As I sat in the theater at the AT&T developers conference just before CES this year, Motorola announced the Atrix. A decent looking, crazy-powerful phone that was coming to help shore up AT&T’s lineup now that Verizon was getting the iPhone. Cool enough phone, I thought, but what makes it special? My question was answered almost immediately when among the accessories for the phone came an entire laptop. The Motorola Lapdock is a cool idea by anyone’s imagining, albeit not their best seller. To help with this, Motorola stated that the Lapdock accessory would become available for all future Android smartphones (as would WebTop).

Fast forward to this week, when Verizon’s Lapdock-worthy smartphone finally made it to market. The Droid Bionic is powerful enough when you consider it is the first dual-core 4G LTE smartphone. Add onto it that one of the accessories turns it into a laptop, and you’ve got a pretty cool handset for the student on the go or the savvy jetsetter, right? As it turns out, there’s a kind of hitch.

Upon receiving the Bionic, one of the first things I wanted to do was stick it in the Lapdock for the Motorola Atrix and give it a whirl. The Lapdock’s larger screen, 10+ hours of battery life, and the ability to browse on a proper web browser are pretty appealing features to have with you on the go. Plus the Lapdock is smaller than a Chromebook or Macbook Air, and just as light. A funny thing happened when I tried, though. It turns out that the HDMI port and the MicroUSB ports are flipped backwards compared to the Atrix.

This means that if you have an Atrix dock, or if you tried to get one on the cheap from eBay, or maybe you decided to make the switch from AT&T to Verizon because they have a phone that supports this $300 accessory, you’re out of luck.

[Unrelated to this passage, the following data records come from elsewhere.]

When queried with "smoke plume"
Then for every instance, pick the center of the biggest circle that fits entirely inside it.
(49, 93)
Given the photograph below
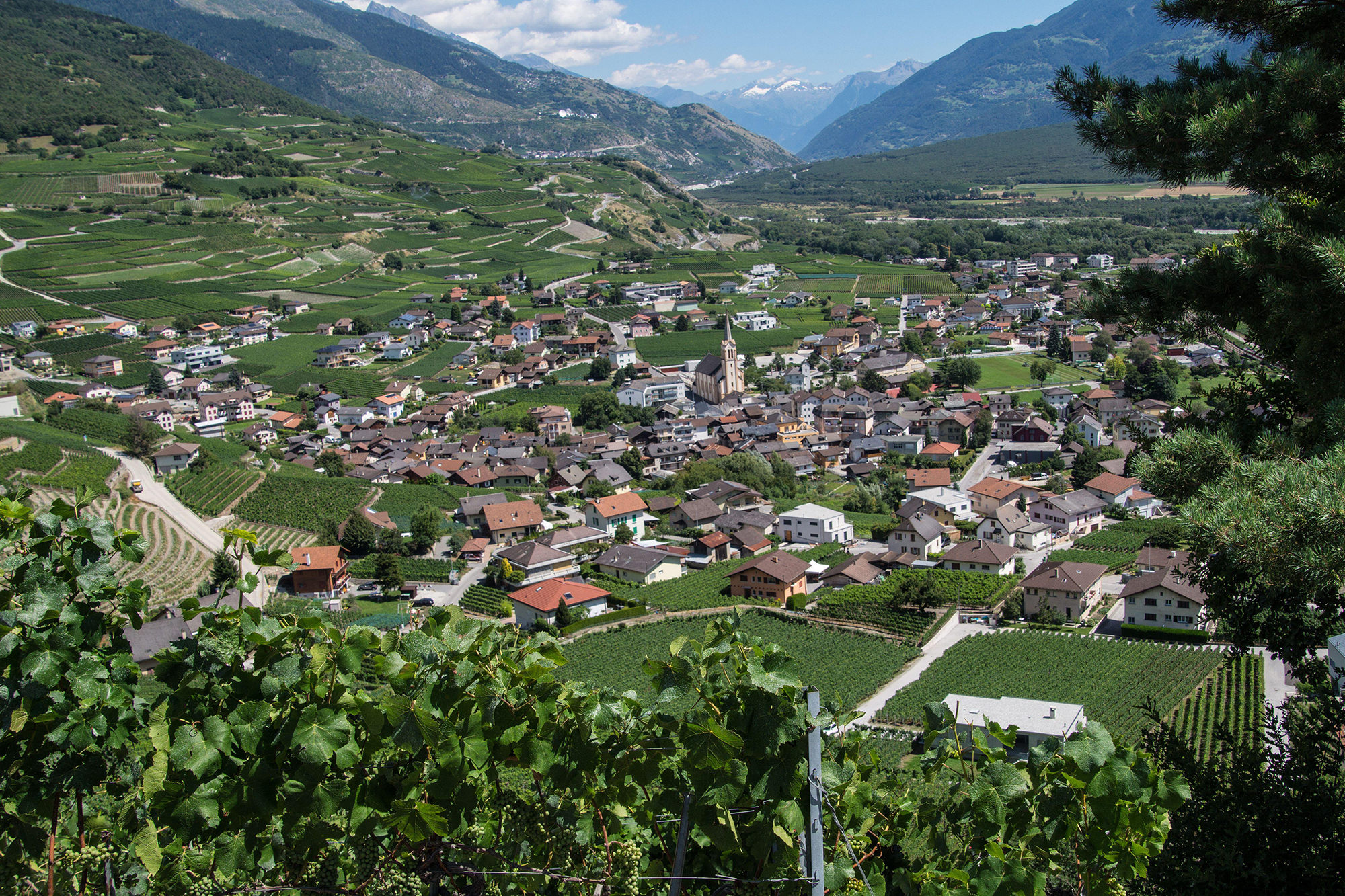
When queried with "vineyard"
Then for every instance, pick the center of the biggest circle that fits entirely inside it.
(1231, 697)
(1112, 678)
(302, 502)
(485, 600)
(210, 493)
(174, 564)
(845, 666)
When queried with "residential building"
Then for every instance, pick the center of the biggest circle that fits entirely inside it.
(918, 534)
(176, 456)
(1164, 599)
(539, 563)
(1070, 588)
(319, 572)
(814, 525)
(540, 602)
(980, 556)
(512, 520)
(609, 514)
(644, 565)
(777, 576)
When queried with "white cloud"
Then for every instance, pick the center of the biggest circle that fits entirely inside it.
(685, 75)
(570, 33)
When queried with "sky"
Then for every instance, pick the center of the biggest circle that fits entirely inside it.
(718, 45)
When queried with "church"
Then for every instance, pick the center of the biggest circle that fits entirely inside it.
(718, 377)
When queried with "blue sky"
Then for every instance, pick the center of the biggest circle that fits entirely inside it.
(711, 45)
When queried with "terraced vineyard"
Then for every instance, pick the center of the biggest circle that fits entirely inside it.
(212, 491)
(1112, 678)
(1233, 696)
(844, 666)
(176, 564)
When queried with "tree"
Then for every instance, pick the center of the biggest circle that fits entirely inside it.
(391, 541)
(563, 615)
(1042, 370)
(598, 409)
(360, 536)
(332, 463)
(143, 436)
(871, 381)
(388, 573)
(984, 430)
(224, 571)
(961, 372)
(427, 525)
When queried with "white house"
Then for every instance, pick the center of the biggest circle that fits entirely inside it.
(814, 525)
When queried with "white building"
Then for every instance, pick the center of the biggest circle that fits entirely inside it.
(814, 525)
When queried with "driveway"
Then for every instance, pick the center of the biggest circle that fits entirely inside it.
(157, 494)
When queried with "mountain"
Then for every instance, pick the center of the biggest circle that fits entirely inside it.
(1000, 81)
(1051, 154)
(65, 68)
(403, 71)
(793, 112)
(533, 61)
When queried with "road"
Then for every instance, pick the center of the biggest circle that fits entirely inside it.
(157, 494)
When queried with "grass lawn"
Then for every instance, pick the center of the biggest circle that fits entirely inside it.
(1011, 372)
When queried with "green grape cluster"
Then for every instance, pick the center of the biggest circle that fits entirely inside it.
(626, 868)
(396, 880)
(367, 857)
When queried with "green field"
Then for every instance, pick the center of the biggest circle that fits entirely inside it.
(1112, 678)
(844, 666)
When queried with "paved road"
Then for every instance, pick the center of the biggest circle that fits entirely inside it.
(948, 637)
(159, 495)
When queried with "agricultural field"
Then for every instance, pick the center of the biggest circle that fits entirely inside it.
(844, 666)
(212, 491)
(174, 564)
(1112, 678)
(1233, 696)
(303, 502)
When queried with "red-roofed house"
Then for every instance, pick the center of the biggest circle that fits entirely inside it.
(544, 599)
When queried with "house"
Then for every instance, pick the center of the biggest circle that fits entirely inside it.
(1011, 526)
(512, 520)
(814, 525)
(539, 563)
(103, 366)
(980, 556)
(644, 565)
(695, 514)
(993, 493)
(540, 602)
(1036, 720)
(918, 534)
(609, 514)
(319, 572)
(777, 576)
(1074, 513)
(176, 456)
(1164, 599)
(1066, 587)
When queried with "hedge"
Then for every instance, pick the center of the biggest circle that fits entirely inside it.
(617, 615)
(1157, 633)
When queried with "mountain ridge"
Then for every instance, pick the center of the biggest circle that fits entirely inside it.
(1000, 81)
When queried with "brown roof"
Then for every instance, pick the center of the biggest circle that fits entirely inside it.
(513, 514)
(617, 505)
(779, 564)
(547, 595)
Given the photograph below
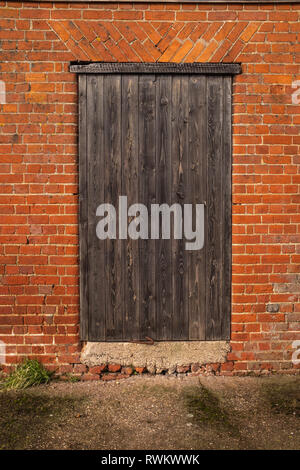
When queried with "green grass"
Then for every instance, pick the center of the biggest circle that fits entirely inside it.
(27, 416)
(27, 374)
(206, 408)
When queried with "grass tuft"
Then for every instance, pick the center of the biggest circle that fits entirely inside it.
(206, 408)
(27, 374)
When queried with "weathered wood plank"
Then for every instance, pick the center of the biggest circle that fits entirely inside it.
(163, 196)
(179, 163)
(112, 191)
(214, 208)
(147, 196)
(130, 188)
(95, 171)
(197, 190)
(83, 211)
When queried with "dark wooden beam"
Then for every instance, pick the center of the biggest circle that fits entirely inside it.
(155, 68)
(170, 1)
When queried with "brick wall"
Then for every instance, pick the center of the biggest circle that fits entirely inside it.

Why have Motorola and/or Verizon chosen to do this? What benefit could there be to have an entirely separate product that is imperceptibly identical until you try to use it on something else? I find it hard to believe that the profit margins would be affected so badly that it was decided that a different model was needed to keep those tricky consumers from trying to sneak one by.

Neither Verizon nor Motrola have offered a statement to explain the reason for this, but for now be careful when ordering a Lapdock for your Motorola smartphone, because it might not be the right one.